While RAW shooting has made Magic Lantern famous, I've found ML also a powerful tool for a casual video shooter who wants his video packed in MOV-files. Also some EOS cameras (including EOS M) can't write fast enough to the memory card for RAW video due buffer limitations.

So, how do you improve your videos shot with EOS cameras using Magic Lantern and native options?

I'm a total beginner to this art, but I've found following settings on my EOS M helpful:

Magic Lantern:
-Video quality, CBR 3x (Makes a difference!)
-Negative digital ISO gain (-0,5 EV) (Reduces noise a lot)

Others:
-1/50 shutter speed (for shooting 24/25 fps, evades flickering for moving options)
-Appropriate picture style (for example X-Video by Canon)
-ISO speed no greater than 800 (more means lots of noise)
-Manual audio gain.

Any ideas?

tupp

Set GOP to 1 (or, at most, 3).  Might have to use Tragic Lantern to find this setting.

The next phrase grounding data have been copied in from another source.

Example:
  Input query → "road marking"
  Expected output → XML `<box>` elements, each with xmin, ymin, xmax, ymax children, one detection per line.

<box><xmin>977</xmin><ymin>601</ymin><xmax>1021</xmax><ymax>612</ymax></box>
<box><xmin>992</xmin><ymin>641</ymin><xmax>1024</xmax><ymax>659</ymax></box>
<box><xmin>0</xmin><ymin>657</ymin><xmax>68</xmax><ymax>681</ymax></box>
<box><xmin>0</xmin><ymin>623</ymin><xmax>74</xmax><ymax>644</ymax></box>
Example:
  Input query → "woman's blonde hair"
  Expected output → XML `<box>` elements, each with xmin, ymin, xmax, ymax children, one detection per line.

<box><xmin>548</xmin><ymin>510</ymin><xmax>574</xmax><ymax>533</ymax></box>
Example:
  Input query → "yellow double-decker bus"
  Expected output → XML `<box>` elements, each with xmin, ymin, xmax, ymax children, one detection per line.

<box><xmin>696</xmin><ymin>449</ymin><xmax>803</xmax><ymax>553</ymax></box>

GOP is an abbreviation for "group of pictures."  H264 compression can share image elements within a "group" of adjacent frames ("pictures") for the sake of lower bandwidth.  The size of this setting determines how many adjacent frames share image elements.  For example, a GOP setting of 3 shares image elements between every 3 adjacent frames.  Such sharing of image elements between frames is also known as interframe compression, and the greater the interframe compression, the greater the tendency for the appearance of artifacts.

So, a GOP setting of 1 eliminates H264 interframe compression -- each frame is its own image, completely lacking shared image elements with adjacent frames.  Any greater GOP setting shares image elements between adjacent frames, possibly increasing artifacts.

D-block settings can affect the appearance noise and blocky artifacts, but if such settings are currently available for the EOS-M, it would likely be in a version of TL.